Temperature-responsive multistable kirigami with reprogrammable multi-shape memory

Shape memory materials retain temporary shapes without external constraints and return to their permanent shape when exposed to an external trigger, e.g., light, humidity, or heat. Current shape memory materials can maintain a modest number of shapes, deliver limited modes of deformation with undesired spring-back, suffer slow response speed, and typically require laborious thermomechanical programming and tuning their glass transition temperatures through alteration in chemical composition. In this work, we demonstrate the attainment of a robust and simplified multi-shape memory effect in a class of 3D-printed kirigami that merely relies on two off-the-shelf polymers with distinct temperature-dependent elastic moduli.

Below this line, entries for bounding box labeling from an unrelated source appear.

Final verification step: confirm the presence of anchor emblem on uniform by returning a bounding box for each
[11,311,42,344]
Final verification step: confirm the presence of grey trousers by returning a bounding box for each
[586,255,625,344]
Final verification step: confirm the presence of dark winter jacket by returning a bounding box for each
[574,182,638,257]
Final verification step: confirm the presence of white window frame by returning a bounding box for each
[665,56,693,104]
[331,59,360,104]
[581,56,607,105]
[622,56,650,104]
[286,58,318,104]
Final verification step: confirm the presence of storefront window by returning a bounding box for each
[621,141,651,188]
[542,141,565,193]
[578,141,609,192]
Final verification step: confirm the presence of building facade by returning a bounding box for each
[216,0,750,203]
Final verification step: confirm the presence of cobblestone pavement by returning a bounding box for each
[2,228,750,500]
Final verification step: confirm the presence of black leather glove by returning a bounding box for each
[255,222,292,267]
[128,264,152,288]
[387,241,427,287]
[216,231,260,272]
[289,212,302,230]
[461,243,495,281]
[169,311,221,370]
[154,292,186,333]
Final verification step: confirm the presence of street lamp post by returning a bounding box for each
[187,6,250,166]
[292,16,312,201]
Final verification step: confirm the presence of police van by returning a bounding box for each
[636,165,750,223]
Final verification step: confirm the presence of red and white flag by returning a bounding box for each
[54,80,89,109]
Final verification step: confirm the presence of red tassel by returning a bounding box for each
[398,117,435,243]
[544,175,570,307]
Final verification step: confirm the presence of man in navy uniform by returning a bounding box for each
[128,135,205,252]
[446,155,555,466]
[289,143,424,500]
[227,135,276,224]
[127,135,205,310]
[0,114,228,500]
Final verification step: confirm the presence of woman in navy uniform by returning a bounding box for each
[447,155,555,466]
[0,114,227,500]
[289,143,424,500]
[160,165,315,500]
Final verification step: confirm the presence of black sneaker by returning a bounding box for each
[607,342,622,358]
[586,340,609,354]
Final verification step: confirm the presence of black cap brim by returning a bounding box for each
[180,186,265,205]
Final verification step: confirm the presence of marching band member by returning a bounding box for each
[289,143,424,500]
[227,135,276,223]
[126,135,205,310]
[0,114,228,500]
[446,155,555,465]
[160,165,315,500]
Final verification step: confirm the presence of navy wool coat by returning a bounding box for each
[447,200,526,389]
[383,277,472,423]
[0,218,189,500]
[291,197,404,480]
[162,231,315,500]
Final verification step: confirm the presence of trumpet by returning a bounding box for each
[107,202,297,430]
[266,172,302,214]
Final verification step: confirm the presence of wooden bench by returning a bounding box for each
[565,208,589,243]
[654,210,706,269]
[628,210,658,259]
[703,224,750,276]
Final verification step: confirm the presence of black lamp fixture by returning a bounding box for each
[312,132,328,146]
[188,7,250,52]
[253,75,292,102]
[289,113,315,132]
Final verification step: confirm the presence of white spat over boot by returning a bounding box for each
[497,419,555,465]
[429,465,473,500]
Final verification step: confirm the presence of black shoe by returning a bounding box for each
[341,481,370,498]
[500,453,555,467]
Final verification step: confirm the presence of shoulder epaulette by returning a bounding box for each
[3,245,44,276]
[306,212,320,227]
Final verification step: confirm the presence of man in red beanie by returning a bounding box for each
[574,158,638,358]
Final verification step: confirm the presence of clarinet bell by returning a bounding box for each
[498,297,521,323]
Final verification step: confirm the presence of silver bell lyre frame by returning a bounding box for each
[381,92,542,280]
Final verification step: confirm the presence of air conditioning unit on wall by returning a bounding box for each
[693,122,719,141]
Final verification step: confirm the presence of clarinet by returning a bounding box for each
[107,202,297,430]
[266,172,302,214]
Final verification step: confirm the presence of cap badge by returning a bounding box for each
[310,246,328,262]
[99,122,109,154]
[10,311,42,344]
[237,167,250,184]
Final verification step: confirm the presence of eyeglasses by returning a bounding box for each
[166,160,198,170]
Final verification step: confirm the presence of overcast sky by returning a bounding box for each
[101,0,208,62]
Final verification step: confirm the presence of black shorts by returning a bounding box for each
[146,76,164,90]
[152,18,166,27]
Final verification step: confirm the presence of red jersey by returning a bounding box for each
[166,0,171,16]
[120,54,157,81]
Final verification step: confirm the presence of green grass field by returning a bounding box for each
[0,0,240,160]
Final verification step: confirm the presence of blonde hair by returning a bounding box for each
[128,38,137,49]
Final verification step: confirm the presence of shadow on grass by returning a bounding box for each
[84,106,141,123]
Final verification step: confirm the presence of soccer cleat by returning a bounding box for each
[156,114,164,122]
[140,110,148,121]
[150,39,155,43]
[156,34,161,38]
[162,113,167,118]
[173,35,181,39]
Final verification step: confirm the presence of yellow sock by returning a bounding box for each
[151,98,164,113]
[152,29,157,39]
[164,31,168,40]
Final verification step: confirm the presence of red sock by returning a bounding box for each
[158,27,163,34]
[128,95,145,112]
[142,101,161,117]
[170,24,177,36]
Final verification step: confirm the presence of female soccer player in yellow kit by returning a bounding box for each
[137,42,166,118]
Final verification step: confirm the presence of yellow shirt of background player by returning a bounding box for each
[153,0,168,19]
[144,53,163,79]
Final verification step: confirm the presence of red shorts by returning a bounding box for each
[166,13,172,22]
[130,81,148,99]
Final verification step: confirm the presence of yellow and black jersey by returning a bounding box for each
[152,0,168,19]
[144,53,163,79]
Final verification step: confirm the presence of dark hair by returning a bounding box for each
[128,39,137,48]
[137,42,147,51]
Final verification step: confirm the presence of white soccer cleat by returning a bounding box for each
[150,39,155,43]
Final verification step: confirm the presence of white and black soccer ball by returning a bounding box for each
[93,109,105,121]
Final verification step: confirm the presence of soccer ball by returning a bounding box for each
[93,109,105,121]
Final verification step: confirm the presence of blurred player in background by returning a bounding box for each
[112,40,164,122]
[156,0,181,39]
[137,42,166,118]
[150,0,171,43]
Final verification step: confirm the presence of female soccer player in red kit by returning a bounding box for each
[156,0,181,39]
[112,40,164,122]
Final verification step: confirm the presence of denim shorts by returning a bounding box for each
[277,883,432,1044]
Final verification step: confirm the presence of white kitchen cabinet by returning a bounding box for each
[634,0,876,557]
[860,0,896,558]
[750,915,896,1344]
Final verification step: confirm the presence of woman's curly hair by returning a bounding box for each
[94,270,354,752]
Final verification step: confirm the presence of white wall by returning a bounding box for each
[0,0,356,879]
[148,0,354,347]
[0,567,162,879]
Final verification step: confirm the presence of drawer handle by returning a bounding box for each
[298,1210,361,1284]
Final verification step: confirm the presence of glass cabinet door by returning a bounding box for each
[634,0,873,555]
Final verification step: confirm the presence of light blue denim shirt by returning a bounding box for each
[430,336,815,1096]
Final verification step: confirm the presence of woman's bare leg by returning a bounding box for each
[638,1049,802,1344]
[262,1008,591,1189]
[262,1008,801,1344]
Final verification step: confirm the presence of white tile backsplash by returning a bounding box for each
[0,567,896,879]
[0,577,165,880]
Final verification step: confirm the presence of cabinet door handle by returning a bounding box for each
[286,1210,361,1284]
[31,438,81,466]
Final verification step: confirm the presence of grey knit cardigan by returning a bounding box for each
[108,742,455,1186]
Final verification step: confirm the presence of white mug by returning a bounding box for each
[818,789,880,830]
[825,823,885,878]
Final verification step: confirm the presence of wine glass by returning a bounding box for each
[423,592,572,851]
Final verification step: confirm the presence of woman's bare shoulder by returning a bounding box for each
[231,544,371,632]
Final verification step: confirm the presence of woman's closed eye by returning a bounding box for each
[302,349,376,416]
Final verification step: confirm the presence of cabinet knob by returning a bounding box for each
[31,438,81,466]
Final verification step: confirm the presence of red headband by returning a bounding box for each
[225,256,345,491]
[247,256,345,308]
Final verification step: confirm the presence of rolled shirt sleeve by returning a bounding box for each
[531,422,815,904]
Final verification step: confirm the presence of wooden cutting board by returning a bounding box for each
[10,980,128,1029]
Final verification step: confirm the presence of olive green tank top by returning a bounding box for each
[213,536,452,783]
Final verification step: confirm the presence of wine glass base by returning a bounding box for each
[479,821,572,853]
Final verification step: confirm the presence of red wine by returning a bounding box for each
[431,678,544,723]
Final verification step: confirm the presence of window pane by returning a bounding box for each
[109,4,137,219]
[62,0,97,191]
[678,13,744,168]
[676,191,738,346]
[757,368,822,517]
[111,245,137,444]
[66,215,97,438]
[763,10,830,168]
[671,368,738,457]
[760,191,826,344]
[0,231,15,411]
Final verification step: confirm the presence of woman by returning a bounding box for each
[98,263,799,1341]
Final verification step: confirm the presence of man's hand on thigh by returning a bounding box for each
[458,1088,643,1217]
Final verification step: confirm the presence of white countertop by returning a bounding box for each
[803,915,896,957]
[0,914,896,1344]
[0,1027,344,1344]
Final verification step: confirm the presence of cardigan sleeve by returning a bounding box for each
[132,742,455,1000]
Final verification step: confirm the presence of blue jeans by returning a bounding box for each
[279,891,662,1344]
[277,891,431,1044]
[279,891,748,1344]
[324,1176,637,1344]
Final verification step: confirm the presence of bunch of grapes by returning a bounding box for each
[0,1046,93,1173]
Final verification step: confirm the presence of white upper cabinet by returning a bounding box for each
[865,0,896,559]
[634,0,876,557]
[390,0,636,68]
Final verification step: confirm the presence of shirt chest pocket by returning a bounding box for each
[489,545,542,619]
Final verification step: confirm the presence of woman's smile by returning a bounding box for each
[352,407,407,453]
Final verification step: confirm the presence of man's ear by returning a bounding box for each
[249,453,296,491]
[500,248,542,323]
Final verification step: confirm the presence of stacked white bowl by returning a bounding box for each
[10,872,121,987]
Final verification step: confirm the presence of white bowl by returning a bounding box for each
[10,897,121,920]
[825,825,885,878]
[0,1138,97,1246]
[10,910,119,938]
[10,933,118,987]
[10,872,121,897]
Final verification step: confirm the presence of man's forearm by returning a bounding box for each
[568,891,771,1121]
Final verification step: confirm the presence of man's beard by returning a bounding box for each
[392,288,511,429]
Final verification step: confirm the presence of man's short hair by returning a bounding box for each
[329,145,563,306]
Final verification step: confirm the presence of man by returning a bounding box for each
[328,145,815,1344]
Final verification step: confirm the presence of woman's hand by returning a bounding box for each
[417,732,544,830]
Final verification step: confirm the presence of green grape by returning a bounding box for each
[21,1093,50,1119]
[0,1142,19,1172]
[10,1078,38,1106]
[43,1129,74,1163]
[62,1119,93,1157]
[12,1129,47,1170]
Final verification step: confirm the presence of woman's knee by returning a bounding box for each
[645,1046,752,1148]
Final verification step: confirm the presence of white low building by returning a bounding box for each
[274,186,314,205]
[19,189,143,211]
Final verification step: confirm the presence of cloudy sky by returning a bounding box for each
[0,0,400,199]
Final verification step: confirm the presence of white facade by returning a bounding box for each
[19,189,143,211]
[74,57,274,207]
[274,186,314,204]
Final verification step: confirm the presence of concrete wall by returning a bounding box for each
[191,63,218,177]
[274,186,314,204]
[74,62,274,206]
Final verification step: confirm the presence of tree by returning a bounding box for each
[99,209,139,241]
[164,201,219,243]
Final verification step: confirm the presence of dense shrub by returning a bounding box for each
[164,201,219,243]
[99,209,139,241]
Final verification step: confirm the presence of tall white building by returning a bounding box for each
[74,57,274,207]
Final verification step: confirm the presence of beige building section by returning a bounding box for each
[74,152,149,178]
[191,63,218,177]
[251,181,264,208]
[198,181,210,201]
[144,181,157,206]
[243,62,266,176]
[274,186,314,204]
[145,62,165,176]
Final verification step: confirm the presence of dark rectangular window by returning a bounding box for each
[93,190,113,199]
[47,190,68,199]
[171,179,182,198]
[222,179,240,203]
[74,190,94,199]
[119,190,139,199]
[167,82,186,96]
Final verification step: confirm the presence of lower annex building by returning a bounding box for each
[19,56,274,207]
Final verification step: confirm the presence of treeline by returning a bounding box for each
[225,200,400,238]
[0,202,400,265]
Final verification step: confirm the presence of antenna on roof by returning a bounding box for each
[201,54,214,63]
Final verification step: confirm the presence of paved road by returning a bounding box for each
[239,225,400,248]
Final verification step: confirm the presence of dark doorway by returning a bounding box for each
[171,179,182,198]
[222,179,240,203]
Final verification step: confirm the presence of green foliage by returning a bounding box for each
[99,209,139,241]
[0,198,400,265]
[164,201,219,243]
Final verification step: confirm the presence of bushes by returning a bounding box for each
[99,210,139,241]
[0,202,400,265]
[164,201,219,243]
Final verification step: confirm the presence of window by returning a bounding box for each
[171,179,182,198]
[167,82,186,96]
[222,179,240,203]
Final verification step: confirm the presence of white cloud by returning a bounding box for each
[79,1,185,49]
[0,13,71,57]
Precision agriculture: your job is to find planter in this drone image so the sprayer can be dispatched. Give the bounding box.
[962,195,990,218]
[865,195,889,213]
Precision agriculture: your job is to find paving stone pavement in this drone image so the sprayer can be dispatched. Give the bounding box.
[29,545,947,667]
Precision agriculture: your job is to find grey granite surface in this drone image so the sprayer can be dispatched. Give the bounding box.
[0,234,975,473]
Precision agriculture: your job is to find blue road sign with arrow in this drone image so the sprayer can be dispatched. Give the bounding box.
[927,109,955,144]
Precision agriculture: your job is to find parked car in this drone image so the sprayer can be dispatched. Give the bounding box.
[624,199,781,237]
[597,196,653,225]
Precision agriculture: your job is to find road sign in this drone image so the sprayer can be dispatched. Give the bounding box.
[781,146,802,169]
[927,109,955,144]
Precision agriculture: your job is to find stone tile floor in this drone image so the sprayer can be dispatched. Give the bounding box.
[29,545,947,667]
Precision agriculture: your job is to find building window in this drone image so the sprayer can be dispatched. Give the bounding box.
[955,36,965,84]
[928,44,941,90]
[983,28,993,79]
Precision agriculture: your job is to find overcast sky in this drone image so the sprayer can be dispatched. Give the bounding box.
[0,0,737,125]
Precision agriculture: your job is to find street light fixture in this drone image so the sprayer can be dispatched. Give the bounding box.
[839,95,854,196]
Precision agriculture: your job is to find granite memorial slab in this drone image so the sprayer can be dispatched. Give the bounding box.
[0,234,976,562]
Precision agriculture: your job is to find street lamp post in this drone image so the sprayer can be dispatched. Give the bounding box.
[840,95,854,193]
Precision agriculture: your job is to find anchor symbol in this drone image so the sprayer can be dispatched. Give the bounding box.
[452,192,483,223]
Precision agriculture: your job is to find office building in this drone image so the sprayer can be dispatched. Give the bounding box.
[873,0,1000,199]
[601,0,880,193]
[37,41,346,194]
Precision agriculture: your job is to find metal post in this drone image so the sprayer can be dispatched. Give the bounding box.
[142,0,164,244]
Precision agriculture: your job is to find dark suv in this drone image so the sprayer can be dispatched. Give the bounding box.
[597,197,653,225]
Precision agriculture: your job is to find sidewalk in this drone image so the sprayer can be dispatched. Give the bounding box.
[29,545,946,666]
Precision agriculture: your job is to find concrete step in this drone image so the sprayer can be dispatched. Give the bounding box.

By programming the kirigami multistability in the low-temperature regime, our multi-shape memory metamaterials can be reconfigured in-situ to retain a geometrical rich and diverse set of stable temporary shapes in planar and spatial kirigami tessellations before reverting to their permanent shape through a heat-induced stiffness reversal. Through mechanics theory, numerical simulations, and thermomechanical experiments, we first investigate the physical mechanism that marks stability transitions and deformation modes, and then leverage the insights to demonstrate their multifunctionality in a diverse range of applications, including temperature sensors, actuators, and robotic grippers. Unreliant on the chemistry tuning of material composition, their hallmarks include the delivery of multiple deformation modes and combination thereof, rich and robust multi-shape memory effect with no spring-back, reprogrammable shape changes, stiffness switch, and heat-induced swift shape recovery. Our strategy is versatile, can be adapted to other 3D printable materials and physicochemical stimuli, e.g., light, moisture, and solute, and can be up- and down-scaled, paving the way for a wide range of multifunctional applications, including adaptive morphing devices, self-powered sensors and actuators, and reconfigurable soft robots.